The Kpandai Poly Clinic for the past two years has recorded drastic reduction in diarrhea cases.
The clinic recorded 110 cases of diarrhea monthly in 2018 but for the past two years, cases of diarrhea are near extinction.
This follows the implementation of the Community-Led Total Sanitation program. Out of the 245 communities in the Kpandai district, 190 communities have been declared free of open defecation.
More than half the world’s population does not have access to a safe toilet.
In Ghana, only one in every five households has an improved sanitation facility, which means a majority defecate in the open.
Open defecation has serious negative health effects on the populace, especially children. Over 3,600 children die yearly in Ghana from diarrhea yet open defecation is practice like no one’s business.
The situation is more serious when you head up north. It is estimated that about half of the population practices open defecation in the Northern Region.
But in the midst of this gloom, some districts are making huge impact in eradicating open defecation.
The Kpandai District is one of such districts with more people saving and sourcing for loans to build toilets facilities.
The Kpandai District is one of the beneficiaries of the UNICEF WASH programme funded by Global Affairs Canada (GAC). With several interventions over time, the district has made giant gains in sanitation.
A District Sanitation Fund (DSF) established in the district in 2019 is to help people source for loans to construct improved latrines.
UNICEF provided a seed fund of USD 20,000 per district to start the DSF in some selected districts and is offered through six Financial Service Providers.
Over 70 households have taken loans to complete and use – their household latrines.
30 trained artisans have been trained to support the construction of resilient latrine to ensure the gains made are sustained whiles 210 community technical volunteers have been trained to support rural communities especially to construct durable toilets.
As the world celebrates ‘World Toilet Day’ we focus on two communities: Tikarini and Kwatape in the Kpandai District where they have begun reaping the benefits of building toilets in their homes.

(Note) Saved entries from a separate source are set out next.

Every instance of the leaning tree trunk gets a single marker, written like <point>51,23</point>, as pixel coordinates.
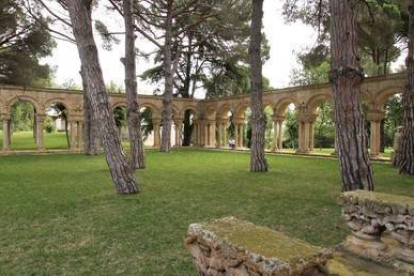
<point>405,153</point>
<point>346,79</point>
<point>134,121</point>
<point>169,83</point>
<point>122,175</point>
<point>257,155</point>
<point>91,131</point>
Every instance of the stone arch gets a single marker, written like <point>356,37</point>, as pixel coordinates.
<point>283,103</point>
<point>58,100</point>
<point>122,104</point>
<point>25,98</point>
<point>382,97</point>
<point>223,111</point>
<point>240,109</point>
<point>315,101</point>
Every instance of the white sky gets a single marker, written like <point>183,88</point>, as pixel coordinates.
<point>284,40</point>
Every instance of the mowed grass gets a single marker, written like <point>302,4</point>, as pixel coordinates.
<point>60,215</point>
<point>23,140</point>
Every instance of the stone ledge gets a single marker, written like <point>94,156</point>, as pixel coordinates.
<point>229,246</point>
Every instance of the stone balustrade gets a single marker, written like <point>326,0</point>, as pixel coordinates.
<point>234,247</point>
<point>382,227</point>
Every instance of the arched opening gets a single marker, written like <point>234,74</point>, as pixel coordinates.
<point>226,130</point>
<point>188,131</point>
<point>23,130</point>
<point>147,126</point>
<point>121,124</point>
<point>56,126</point>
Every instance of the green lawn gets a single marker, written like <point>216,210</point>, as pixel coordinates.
<point>23,140</point>
<point>59,214</point>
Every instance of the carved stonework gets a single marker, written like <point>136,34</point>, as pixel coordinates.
<point>370,215</point>
<point>234,247</point>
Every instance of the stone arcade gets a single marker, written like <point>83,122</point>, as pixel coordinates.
<point>211,117</point>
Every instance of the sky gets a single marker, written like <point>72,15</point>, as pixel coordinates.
<point>285,40</point>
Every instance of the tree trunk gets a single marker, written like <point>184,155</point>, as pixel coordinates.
<point>258,121</point>
<point>91,132</point>
<point>169,83</point>
<point>188,129</point>
<point>122,175</point>
<point>133,117</point>
<point>405,153</point>
<point>346,79</point>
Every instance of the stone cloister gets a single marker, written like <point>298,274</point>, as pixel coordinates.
<point>210,117</point>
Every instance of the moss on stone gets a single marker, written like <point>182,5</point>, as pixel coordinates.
<point>262,240</point>
<point>389,199</point>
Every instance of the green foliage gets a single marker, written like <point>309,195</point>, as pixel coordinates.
<point>22,116</point>
<point>23,41</point>
<point>49,125</point>
<point>291,130</point>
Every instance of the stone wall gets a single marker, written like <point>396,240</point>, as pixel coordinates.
<point>234,247</point>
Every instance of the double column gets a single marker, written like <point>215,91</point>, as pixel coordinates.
<point>277,144</point>
<point>6,119</point>
<point>76,134</point>
<point>375,118</point>
<point>306,132</point>
<point>156,123</point>
<point>178,125</point>
<point>239,132</point>
<point>209,133</point>
<point>222,132</point>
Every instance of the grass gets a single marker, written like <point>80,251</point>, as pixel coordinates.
<point>23,140</point>
<point>59,214</point>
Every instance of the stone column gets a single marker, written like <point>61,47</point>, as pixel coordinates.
<point>79,138</point>
<point>178,132</point>
<point>375,117</point>
<point>220,134</point>
<point>72,134</point>
<point>275,146</point>
<point>280,135</point>
<point>40,119</point>
<point>156,132</point>
<point>311,136</point>
<point>6,132</point>
<point>213,134</point>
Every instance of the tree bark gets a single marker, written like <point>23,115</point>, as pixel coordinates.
<point>405,153</point>
<point>346,79</point>
<point>91,132</point>
<point>169,82</point>
<point>133,116</point>
<point>257,155</point>
<point>122,175</point>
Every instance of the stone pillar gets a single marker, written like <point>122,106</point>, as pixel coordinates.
<point>213,134</point>
<point>220,134</point>
<point>178,132</point>
<point>79,138</point>
<point>156,132</point>
<point>275,146</point>
<point>375,117</point>
<point>40,119</point>
<point>6,132</point>
<point>311,136</point>
<point>72,134</point>
<point>280,135</point>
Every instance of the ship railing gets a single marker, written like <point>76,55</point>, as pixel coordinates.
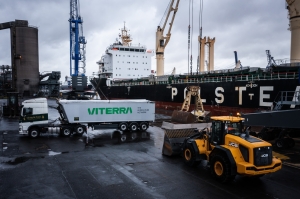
<point>291,98</point>
<point>241,77</point>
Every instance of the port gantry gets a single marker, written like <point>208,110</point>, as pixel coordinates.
<point>161,40</point>
<point>77,41</point>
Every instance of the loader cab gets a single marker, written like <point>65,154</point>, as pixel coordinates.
<point>222,125</point>
<point>217,132</point>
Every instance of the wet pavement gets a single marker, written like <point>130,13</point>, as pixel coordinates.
<point>52,166</point>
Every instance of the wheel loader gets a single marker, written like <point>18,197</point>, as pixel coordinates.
<point>226,146</point>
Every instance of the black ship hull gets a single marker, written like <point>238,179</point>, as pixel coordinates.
<point>221,98</point>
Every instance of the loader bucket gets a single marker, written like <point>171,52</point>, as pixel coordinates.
<point>183,117</point>
<point>174,139</point>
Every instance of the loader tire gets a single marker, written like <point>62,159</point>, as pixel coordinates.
<point>289,142</point>
<point>143,126</point>
<point>220,168</point>
<point>280,144</point>
<point>34,133</point>
<point>66,132</point>
<point>189,156</point>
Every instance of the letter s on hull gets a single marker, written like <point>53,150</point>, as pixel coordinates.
<point>220,95</point>
<point>174,93</point>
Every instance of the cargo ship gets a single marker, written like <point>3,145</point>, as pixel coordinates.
<point>125,73</point>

A resident, Belinda Njemaway said snake and scorpion bites used to be a daily occurrence but has stopped now because they have latrines at home.
“Wild animals like snake and scorpions used to bite us in the bush. Sometimes, in the processes of defecating, we could have men walk in on us,” she said.
Another resident of Kwatape, Niyakasama Diana said she and her family haven’t been to the hospital in a long time since they built a latrine at home.
“The illnesses that previously worry us does not happen any longer” an excited Diana narrated.
Jacob Lapas’ story was no different. He said children wash their hands once they attend to nature’s call which was not the case in the past.
“Flies from feaces do not come perch on our cooking utensils anymore, so sickness is a thing of the past.
It is therefore not surprising that Kpandai is the second in the league of open defecation free districts in the Northern Region.